Configure this user as the admin:

/etc/ente-server/local.yaml

internal:
     admin: [ADD_USER_ID_HERE]

Restart ente-server.service to activate the new admin privileges.

Configure this admin within ente-cli on the client:

$ ente account add
photos
~/.ente/export
email_address_of_admin_account
password_of_admin_account

Increasing user storage and account expiry limit

Use ente-cli to increase storage limit with 100 TB and expiry with 100 years:

$ ente admin update-subscription -u "user@domain.tld"

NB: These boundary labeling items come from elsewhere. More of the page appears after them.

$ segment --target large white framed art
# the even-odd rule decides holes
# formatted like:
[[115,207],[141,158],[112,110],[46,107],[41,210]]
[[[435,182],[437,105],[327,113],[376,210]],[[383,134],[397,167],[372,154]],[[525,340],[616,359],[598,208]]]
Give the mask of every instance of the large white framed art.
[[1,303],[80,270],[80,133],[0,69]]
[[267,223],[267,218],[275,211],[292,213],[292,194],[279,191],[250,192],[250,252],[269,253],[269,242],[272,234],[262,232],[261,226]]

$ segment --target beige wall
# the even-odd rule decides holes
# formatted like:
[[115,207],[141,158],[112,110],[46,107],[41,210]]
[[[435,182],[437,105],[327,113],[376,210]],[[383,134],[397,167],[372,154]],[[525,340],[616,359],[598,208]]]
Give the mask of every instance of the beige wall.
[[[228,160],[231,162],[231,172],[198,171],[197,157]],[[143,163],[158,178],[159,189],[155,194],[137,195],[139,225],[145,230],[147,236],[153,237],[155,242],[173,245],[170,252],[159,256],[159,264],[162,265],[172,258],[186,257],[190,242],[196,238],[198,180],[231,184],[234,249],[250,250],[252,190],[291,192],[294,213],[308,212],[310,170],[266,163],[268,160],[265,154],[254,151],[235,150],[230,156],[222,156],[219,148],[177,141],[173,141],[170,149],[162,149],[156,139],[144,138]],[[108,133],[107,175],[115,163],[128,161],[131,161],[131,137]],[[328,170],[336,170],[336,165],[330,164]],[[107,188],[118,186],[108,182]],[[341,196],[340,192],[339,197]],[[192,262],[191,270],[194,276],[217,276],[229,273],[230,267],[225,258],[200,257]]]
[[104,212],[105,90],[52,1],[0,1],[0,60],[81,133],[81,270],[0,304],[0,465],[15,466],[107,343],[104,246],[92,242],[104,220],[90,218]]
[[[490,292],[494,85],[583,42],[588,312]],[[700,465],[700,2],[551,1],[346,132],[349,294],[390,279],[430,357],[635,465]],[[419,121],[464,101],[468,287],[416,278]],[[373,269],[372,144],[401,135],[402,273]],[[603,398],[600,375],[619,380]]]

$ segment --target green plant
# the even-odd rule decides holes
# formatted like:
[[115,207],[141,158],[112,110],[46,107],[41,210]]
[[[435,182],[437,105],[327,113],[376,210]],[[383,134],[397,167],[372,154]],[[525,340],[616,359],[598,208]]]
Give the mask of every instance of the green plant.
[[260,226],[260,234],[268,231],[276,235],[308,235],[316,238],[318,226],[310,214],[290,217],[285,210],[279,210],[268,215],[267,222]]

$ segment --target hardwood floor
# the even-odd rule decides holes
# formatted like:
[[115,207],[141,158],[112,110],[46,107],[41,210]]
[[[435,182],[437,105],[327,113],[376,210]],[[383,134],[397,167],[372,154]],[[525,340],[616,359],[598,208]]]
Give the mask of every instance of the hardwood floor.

(Optional) Copy and apply AppArmor profile

An AppArmor profile has been provided for those that wish to limit the access the ente-server binary has using AppArmor. Copy and apply this profile as follows (assuming that AppArmor has already been installed and enabled):

 # install -Dvm600 -o root -g root /usr/lib/ente-server/usr.bin.ente-server -t /etc/apparmor.d/
 # aa-enforce /usr/bin/ente-server

(Optional) Configure Firewall

If a host firewall like iptables or nftables has been enabled and configured, make sure the following is allowed:

Traffic on localhost
Traffic from your Ente (mobile) client to TCP port 443 to reach Nginx
Traffic from your Ente (mobile) client to TCP port 3200 to reach the MinIO API port

Files

The ente-server-git^AUR package contains the ente-server(1) man page that lists and explains all files that are installed by this package.